I just went to see Spiderman 3 yesterday. There were previews for Pirates 3 and Harry Potter 17 or whatever number they're on. All the previews consisted of were every effects shot in the movie. There was little to nothing that gave a sense of what the stories were going to be about. Pirates did a better job, giving a vague idea of what the plot will be, but mostly focussed for a solid two or more minutes on just showing off the effects.

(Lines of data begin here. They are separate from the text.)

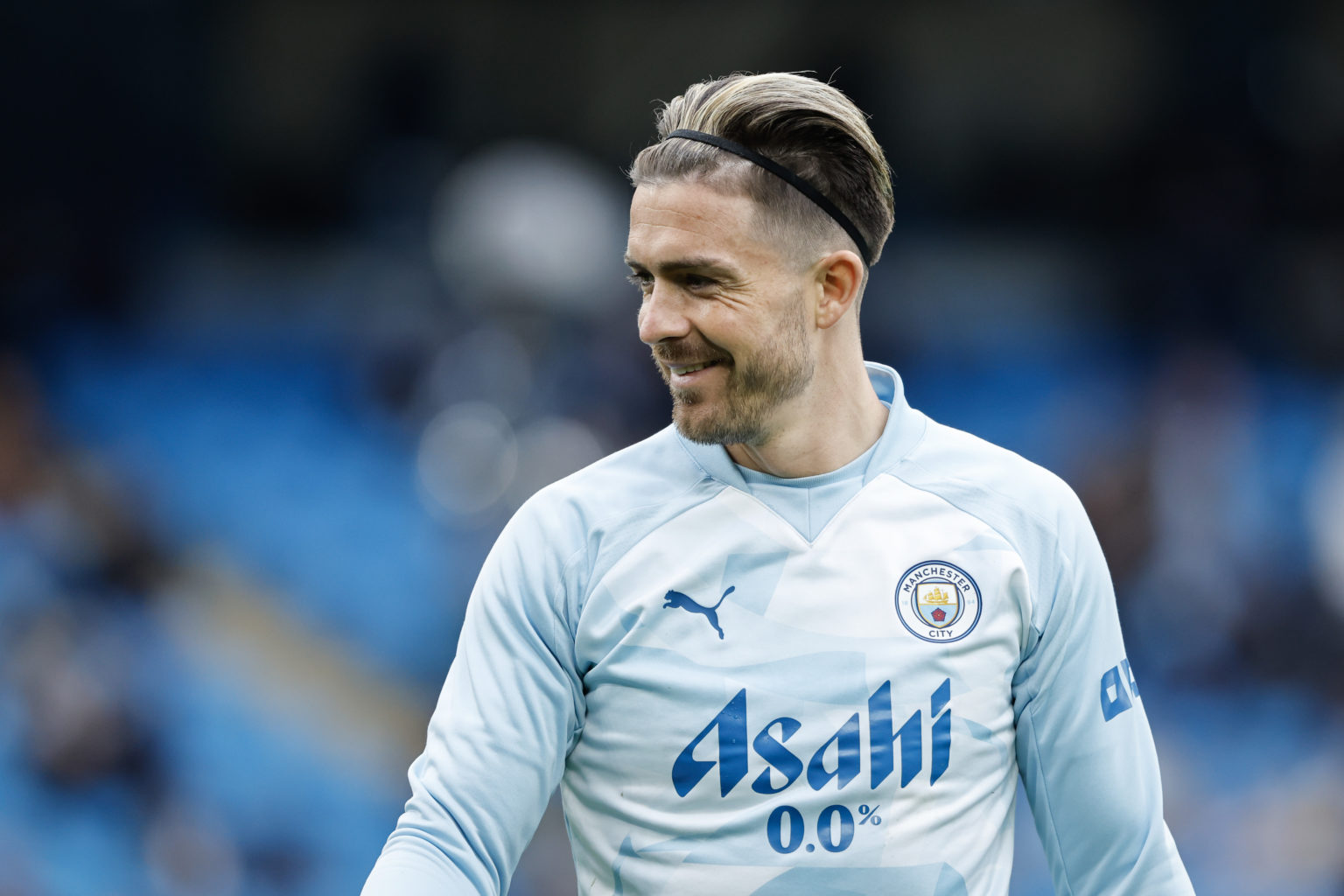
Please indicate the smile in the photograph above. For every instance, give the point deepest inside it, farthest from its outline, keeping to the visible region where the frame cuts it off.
(682, 369)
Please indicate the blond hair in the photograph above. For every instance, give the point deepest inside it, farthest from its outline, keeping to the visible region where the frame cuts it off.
(800, 122)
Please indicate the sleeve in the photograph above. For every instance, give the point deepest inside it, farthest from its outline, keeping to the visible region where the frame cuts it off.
(507, 717)
(1085, 748)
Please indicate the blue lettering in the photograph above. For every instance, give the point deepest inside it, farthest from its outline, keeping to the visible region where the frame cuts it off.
(847, 757)
(774, 752)
(1130, 677)
(882, 739)
(941, 730)
(732, 723)
(784, 767)
(1115, 697)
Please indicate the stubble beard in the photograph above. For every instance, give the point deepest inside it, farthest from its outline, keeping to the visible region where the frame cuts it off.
(756, 386)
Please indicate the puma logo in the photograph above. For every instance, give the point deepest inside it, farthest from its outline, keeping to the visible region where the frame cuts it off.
(690, 605)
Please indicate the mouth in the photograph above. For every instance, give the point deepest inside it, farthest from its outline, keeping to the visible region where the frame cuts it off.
(686, 369)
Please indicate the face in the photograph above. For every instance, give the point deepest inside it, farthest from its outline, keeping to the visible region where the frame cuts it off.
(724, 312)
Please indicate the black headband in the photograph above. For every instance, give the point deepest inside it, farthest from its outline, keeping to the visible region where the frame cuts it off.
(780, 171)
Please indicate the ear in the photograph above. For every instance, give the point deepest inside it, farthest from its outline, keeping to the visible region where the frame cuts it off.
(839, 277)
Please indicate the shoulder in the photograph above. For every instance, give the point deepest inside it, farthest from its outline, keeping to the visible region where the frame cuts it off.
(987, 474)
(651, 472)
(1035, 511)
(621, 497)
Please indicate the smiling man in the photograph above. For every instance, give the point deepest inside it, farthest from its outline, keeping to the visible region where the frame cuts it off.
(737, 641)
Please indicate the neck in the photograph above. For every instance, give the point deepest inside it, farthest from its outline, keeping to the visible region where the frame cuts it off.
(822, 430)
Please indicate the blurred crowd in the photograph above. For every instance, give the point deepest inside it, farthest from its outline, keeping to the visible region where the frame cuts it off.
(298, 305)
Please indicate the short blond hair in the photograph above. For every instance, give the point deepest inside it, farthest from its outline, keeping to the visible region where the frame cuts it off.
(800, 122)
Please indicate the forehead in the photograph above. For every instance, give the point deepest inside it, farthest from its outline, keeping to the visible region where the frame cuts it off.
(692, 220)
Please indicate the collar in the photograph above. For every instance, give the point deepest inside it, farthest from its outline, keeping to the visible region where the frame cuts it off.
(905, 426)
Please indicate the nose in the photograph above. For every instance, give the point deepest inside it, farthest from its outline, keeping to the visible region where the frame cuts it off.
(663, 315)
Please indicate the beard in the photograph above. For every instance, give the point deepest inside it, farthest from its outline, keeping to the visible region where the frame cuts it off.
(756, 384)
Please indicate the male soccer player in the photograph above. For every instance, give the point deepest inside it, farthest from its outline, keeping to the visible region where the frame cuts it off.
(805, 640)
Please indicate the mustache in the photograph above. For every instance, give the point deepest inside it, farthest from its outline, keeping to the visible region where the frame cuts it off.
(683, 352)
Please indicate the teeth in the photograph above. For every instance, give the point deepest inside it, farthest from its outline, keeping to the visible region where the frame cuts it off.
(687, 368)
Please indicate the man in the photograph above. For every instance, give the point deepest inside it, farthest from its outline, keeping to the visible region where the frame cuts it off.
(805, 640)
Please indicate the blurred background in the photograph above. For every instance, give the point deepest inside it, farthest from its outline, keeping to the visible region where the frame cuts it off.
(301, 300)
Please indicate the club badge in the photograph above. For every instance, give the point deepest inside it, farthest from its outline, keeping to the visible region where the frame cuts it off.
(938, 602)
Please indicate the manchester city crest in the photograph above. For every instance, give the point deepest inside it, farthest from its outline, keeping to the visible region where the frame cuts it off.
(938, 602)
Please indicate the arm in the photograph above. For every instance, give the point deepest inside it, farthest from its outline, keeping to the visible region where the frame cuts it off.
(507, 717)
(1083, 745)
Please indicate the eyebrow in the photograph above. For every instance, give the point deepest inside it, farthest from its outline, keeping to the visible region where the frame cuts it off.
(676, 265)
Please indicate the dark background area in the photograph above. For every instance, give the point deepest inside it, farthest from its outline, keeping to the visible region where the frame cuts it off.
(300, 300)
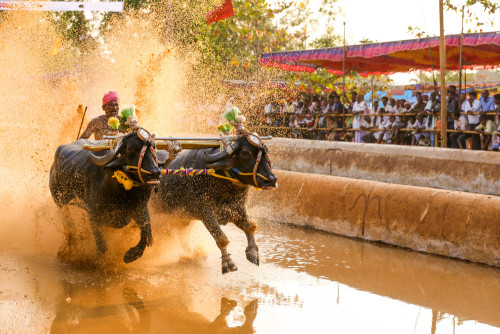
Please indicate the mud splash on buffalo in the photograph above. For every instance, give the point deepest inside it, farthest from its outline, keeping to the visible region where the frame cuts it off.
(43, 80)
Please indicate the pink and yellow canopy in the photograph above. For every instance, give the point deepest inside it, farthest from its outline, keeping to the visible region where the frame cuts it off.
(480, 51)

I know people have always been fascinated by effects. But there used to have to be a story there too because the effects alone weren't so amazing that they could sell millions of people on coming out to the movie. That's what has seemed to change with all the new technology available. Effects become the main focus of the movie, the story is secondary and therefore the artistic quality of the movie.

On the other hand, you have a movie like 300 where the effects are the main artistic quality of the movie and it's a spectacular film. Visually stunning and yet has all the action and explosions and dismemberment anyone, including my dad, could ever ask for. So maybe we have a trend beginning of the filmmaking quality trying to catch up to the technology that's available. And maybe audiences will come back around with it.
 
I AM 504 YEARS OLD AND I LUV GODZILA AND ARMAGEDDON AND DELTA FORCE 3, BUT NOTHING THAT IS BLACK AND WHITE, BECASUE IT MAKES ME FEEL SAD, BECASUE I REMEMBER WHEN I WAS A CHILD, THE WORLD WAS BLACK AND WHITE, AND NOWADAYS THERE'S MORE COLOR, AND BY THAT I MEAN COLORED PEOPLE. I TELL YOU, 500 YEARS AGO, MOVIES WERE CALLED TALKIES, AND THEY ALL STARRED JESUS, AND EVERYBODY HAD ORGIES IN THE THEATRE, BUT NOW EVERYBODY JUST BLOWS SHIT UP AND SHOOTS BOATS AND CARS. IF I WERE A MOVIE MAKER, IT WOULD BE ALL BLACK AND WHITE MOVIES WITH COLORED PEOPLE AND JESUS STARRING, AND THEY WOULDN'T SHOOT BOATS AND CARS AND BLOW SHIT UP, THEY'D HAVE ORGIES ON BOATS AND CARS LIKE THE OLD DAYS.... WAIT, THE NURSE IS BREAKING DOWN THE DOOR... I HAVE TO GO... THEY'LL GIVE ME MEDS NOW, AND i'LL GO SLEEP,FFNMNO',FA
LET ME GO!MVLDKVNLDBKLsTUPIDDOCTOR!!NOOOOONNNNNNNNNNNN
 
Here's the feline version of Spatula:

dunno-bout-u-guyz-but-is-ready-for-the-nuclar-warz.jpg
 
I'm weird in the mornings, hmph.

And I'm not afraid of the nuclear war, I'm looking forward to the next stage in human evolution, which will happen in December, 2012. After that, I should have sufficient mental powers to manifest every nuclear weapon on the planet and hurl them into the sun. But nice kitty in a bag. LOL.
 
The point for us is the film will look so much better in B&W with colour splashes. We know this could kill business but then again how much business will an action film shot for under £10k on HDV with no real stars to speak off actually make? It's ot like it's a studio film like MI3 we talking here...

Thanks for the opinions guys and gals, much apprciated!